Collin wrote a letter to Skokie officials stating that the purpose of the demonstration was to protest the Skokie Park District’s ordinance requiring a bond of $350,000 to be posted prior to the issuance of a park permit. He also stated that the demonstration would consist of 30-50 demonstrators marching in single file in front of the Skokie Village Hall. The demonstrators intended to wear uniforms similar to those traditionally worn by Nazis, including swastika armbands. Collin also said that the demonstrators would not make derogatory public statements and would cooperate with reasonable police instructions.

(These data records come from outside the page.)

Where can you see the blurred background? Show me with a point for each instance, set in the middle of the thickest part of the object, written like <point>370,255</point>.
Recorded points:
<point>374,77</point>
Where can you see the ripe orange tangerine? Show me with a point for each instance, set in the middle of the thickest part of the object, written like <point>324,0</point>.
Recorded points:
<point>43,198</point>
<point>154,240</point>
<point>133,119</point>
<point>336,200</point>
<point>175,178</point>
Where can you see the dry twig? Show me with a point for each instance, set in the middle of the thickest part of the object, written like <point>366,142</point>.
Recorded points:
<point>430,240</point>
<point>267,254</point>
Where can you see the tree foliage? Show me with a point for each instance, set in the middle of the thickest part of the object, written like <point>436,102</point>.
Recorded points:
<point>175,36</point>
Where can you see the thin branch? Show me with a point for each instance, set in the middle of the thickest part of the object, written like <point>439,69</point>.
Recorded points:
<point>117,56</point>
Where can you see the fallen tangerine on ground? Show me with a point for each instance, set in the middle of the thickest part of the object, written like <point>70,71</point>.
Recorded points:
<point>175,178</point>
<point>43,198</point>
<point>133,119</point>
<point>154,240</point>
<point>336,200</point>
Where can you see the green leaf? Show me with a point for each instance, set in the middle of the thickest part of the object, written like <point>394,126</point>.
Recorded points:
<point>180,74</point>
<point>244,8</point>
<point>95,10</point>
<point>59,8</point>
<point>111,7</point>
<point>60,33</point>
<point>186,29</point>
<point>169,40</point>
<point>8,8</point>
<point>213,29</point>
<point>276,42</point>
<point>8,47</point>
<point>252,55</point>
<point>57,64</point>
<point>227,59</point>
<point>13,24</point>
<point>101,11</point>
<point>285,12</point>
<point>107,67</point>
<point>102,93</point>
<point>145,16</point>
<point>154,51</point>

The district court of Cook County conducted a hearing on a motion by the Village of Skokie for a preliminary injunction. The court considered Collin’s letter as an affidavit and took the testimony of a number of Skokie residents. One resident testified that a number of Jewish organizations planned a counterdemonstration for the same day with an expected attendance of 12,000 to 15,000 persons, and that the appearance of Nazi demonstrators could well lead to violence. The mayor of Skokie also testified that the demonstration could lead to uncontrollable violence. The court entered an order enjoining defendants from marching, walking, or parading or otherwise displaying the swastika on or off their person on May 1, 1977. The Nazi Party applied to the Illinois appellate court for a stay of the district court’s injunction; the appellate court denied their application. On appeal, the Illinois Supreme Court also denied the petition for a stay. The Nazi Party then filed an application for a stay with Justice John Paul Stevens, who referred the matter to the Court.
Did the Illinois Supreme Court improperly deny the National Socialist Party’s request for a stay of the district court’s injunction?
Legal provision: Amendment 1: Speech, Press, and Assembly
Yes. In a per curiam opinion, the Court held that Illinois must provide strict procedural safeguards, including appellate review, to deny a stay for an injunction depriving the Nazi Party of protected First Amendment rights. The Court treated the Illinois Supreme Court’s denial of a stay as a final judgment for the purposes of Supreme Court jurisdiction because it involved a right separable from and collateral to the merits of the Nazi Party’s case. Hence, the Court also treated the Nazi Party’s application for a stay as a petition for certiorari. The Court reversed and remanded the case for further proceedings.
Justice William Rehnquist, joined by Chief Justice Warren Burger and Justice Potter Stewart, dissented. He disagreed that the refusal of the Illinois Supreme Court to stay an injunction could be described as a final judgment or decree by the highest court of a state. He noted that no Illinois appellate court had heard or decided the merits of the Nazi Party’s federal claim.